OS PLANOS DE DESCARBONIZAÇÃO de grandes companhias aéreas globais passam hoje pelo Brasil. Em janeiro, foi inaugurada nos Estados Unidos a LanzaJet, primeira fabricante de combustível para aviação à base de etanol. A empresa, que tem a British Airways e a Southwest Airlines entre seus acionistas, deverá usar principalmente matéria-prima brasileira, e demanda de seus fornecedores uma certificação de sustentabilidade. Mas entre as empresas agraciadas com o selo há ao menos duas usinas envolvidas em escândalos recentes pelo uso de mão de obra escrava.
Os casos são abordados no relatório “Escravizados do etanol”, publicado hoje pela Repórter Brasil, que mostra ainda outras conexões inéditas entre multinacionais e fornecedores de etanol implicados em graves violações de direitos humanos.

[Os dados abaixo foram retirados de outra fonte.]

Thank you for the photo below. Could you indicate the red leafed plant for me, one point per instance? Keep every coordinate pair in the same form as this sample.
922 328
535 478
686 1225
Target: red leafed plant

Os investimentos crescentes no etanol brasileiro, apontado como uma alternativa ao impacto climático provocado pelos combustíveis fósseis, coincidem com uma explosão de flagrantes de trabalho escravo em fazendas de cana. Em 2019, depois de sete anos sem nenhum caso do gênero identificado pelo governo federal, 45 trabalhadores foram resgatados em áreas de cultivo do produto. Desde então, os registros cresceram paulatinamente ano após ano, chegando a 361 escravizados em 2022. No ano seguinte, os resgates alcançaram 258 pessoas, e novos casos foram identificados em 2024.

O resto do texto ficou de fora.